Bug 74056

Summary: EDITING: Index Quirks
Product: LibreOffice Reporter: Frank <foberle>
Component: WriterAssignee: Not Assigned <libreoffice-bugs>
Status: NEW --- QA Contact:
Severity: normal    
Priority: medium CC: foberle, quikee
Version: 4.3.0.0.alpha0+ Master   
Hardware: Other   
OS: Linux (All)   
Whiteboard: BSA
i915 platform: i915 features:

Description Frank 2014-01-25 19:21:31 UTC
I'm using Writer Version: 4.3.0.0.alpha0+ Build ID: be4035d00f37c492494fa7860955b6d0868c7f77 on Ubuntu 12.04 LTS 64 bit Linux, and this is regarding the Index feature:

I know the table of contents feature seems to work well, as I've used it quite a bit in the past.
But creating an alphabetical index (a first for me, at least using Writer) seems to have a number of rather annoying features. I've provided an experiment you can do at the end, but first let me discuss the issues.

1) When creating an alphabetical index, the Columns feature works as expected, BUT ONLY FOR THE STANDARD (DEFAULT) PAPER SIZE! If I attempt to use columns on a 6" x 9" page, Writer still seems to assume a "standard" paper size and doesn't seem to know that I'm using a 6" x 9" page. Thus no matter how I try to tweak the setup, the right column is almost completely off the page on the right. So I can't use columns for the Index - Bummer, but not the end of the world.

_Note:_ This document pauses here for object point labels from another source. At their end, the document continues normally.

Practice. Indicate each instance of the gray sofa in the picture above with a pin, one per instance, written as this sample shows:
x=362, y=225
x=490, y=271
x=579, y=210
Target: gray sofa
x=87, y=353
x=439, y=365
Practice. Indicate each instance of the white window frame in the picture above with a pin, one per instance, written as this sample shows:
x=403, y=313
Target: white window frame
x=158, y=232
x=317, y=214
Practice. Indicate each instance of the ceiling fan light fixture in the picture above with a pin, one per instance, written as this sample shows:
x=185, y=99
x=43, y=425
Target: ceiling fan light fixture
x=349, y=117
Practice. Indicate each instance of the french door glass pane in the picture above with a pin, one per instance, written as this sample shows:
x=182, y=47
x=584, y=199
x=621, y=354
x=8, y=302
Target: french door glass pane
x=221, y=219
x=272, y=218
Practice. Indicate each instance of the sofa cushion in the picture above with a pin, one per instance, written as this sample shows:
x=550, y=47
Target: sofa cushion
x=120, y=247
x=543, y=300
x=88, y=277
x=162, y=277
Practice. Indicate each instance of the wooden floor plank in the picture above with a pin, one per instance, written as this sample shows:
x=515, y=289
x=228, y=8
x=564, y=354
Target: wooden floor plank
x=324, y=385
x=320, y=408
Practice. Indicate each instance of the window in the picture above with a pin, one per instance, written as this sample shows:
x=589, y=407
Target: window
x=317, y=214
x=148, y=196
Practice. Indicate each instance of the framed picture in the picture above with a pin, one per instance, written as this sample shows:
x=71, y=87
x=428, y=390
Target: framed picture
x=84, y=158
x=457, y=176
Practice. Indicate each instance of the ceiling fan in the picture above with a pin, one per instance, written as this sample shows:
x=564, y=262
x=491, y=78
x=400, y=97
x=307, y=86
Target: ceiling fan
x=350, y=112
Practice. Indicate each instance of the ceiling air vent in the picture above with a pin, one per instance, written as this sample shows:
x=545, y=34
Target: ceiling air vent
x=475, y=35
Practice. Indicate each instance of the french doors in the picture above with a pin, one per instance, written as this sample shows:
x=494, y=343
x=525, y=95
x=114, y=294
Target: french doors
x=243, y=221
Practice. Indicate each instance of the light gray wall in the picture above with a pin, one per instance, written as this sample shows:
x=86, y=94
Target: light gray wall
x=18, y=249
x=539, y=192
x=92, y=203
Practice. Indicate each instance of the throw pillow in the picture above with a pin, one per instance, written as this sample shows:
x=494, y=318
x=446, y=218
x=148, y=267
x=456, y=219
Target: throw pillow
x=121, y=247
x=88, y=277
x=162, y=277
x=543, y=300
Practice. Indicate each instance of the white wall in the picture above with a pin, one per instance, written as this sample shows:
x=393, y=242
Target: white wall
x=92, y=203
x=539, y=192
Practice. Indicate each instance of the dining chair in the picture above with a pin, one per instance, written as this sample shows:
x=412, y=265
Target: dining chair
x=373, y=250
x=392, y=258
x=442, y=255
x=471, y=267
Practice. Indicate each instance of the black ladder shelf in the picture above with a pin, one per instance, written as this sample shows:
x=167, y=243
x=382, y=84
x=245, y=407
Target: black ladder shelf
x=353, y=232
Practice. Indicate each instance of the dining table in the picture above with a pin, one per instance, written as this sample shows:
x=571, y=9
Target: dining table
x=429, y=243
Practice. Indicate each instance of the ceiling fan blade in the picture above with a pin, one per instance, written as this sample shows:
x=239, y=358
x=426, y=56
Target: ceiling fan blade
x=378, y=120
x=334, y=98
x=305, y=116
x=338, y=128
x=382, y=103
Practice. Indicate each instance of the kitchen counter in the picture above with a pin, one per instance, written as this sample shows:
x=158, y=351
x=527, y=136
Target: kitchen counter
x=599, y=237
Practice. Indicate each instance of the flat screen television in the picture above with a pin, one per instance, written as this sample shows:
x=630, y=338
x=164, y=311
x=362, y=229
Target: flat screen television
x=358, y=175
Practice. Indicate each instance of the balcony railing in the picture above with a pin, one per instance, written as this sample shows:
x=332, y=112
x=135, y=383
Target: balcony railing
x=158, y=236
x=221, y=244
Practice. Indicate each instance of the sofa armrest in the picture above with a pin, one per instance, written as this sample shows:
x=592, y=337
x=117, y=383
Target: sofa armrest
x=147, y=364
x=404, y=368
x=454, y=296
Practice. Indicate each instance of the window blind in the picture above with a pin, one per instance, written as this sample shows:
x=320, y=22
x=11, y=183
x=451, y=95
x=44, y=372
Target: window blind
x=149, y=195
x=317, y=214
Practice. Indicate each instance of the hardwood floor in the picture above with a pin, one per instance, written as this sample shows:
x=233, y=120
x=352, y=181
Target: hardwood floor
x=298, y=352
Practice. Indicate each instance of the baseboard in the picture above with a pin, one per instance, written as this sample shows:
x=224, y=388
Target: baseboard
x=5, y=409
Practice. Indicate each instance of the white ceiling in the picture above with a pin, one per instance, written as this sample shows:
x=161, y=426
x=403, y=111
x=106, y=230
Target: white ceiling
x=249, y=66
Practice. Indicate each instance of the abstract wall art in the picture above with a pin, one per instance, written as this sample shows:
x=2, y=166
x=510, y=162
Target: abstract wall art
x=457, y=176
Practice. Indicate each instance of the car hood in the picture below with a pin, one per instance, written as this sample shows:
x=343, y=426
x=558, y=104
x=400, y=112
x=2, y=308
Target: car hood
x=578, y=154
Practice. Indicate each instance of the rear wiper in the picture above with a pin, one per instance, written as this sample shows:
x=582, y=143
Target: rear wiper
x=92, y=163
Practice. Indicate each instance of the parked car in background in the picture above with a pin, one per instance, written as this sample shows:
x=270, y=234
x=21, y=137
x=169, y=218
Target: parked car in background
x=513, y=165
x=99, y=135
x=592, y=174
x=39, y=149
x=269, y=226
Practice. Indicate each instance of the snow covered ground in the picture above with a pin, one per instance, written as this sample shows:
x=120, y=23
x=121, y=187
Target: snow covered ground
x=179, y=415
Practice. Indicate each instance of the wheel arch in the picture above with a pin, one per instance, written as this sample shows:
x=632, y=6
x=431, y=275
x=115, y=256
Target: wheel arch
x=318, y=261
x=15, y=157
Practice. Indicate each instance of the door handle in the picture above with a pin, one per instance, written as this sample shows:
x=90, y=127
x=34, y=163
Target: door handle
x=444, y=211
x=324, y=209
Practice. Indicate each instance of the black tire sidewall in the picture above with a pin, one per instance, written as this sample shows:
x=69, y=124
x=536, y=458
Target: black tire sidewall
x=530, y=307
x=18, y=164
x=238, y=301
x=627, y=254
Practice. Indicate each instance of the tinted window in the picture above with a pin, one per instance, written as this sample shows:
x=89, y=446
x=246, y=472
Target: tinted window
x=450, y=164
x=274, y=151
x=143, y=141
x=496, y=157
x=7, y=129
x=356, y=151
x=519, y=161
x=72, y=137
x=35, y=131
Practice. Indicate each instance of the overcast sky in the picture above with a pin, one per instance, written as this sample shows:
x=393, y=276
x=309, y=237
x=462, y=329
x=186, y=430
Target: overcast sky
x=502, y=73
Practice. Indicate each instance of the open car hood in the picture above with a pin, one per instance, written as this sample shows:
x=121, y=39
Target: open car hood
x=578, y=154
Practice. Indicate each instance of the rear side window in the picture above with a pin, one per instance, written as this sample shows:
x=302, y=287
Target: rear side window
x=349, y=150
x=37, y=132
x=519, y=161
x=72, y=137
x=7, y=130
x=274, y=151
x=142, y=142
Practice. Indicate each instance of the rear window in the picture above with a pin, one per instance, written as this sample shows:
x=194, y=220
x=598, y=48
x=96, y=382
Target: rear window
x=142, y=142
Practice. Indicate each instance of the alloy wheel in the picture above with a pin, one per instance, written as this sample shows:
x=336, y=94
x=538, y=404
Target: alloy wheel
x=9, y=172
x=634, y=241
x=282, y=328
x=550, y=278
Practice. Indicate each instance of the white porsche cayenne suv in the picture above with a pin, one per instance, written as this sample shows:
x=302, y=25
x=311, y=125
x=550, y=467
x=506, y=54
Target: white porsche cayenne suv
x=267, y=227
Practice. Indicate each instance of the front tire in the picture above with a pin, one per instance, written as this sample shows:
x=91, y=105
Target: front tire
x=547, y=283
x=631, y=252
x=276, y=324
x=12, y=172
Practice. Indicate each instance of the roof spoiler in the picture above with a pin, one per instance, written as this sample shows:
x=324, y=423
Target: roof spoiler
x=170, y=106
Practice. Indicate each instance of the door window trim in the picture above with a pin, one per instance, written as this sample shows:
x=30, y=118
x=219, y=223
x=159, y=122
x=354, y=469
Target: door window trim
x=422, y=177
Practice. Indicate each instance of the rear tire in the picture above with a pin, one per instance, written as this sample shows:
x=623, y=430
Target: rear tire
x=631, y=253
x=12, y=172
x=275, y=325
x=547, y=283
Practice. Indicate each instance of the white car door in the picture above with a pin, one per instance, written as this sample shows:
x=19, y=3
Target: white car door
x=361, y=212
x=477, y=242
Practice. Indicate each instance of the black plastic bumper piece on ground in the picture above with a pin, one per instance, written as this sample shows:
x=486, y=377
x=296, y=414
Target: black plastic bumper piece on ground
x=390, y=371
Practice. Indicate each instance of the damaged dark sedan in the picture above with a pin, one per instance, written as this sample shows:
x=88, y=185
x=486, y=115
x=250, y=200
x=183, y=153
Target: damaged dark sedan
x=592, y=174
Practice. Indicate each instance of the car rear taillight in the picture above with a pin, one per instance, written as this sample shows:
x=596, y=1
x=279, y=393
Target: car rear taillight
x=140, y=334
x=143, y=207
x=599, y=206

2) If I go through and highlight each entry that I want indexed, everything works great (so far as I can tell), and I have the options for "match case" and "whole words only." But in a long document, using a concordance file certainly seems to make more sense, and it SEEMS TO WORK, but it actually doesn't.

  Issue a) No matter what boxes are checked, Writer goes and marks ALL instances of whatever the concordance entry has: regardless of whether or not it is a whole word or whether the capitalization matches.

  Issue b) If you add another entry to the concordance file and "Update Index/Table," all instances (even incorrect ones) of the new entry are indeed marked within the file and added to the index, but every earlier entry GETS AN ADDITIONAL marker. As I modify the concordance file to add new items and update the index, I find that the earliest entries have as many markers as the number of updates I've done. 

Here's an experiment you can do:

Open a new document using whatever standard size is in effect.
At the top of the document, type dt and press F3. This generates the dummy text.
In a separate text editor create a concordance file with the following entries:

Breeze;Breeze;;;0;0
Long;Long;;;0;0
Self;Self;;;0;0
Wrist;Wrist;;;0;0

Back in the document, create a new index at the bottom of the page, and mark "Case Sensitive." Then choose the concordance file created above.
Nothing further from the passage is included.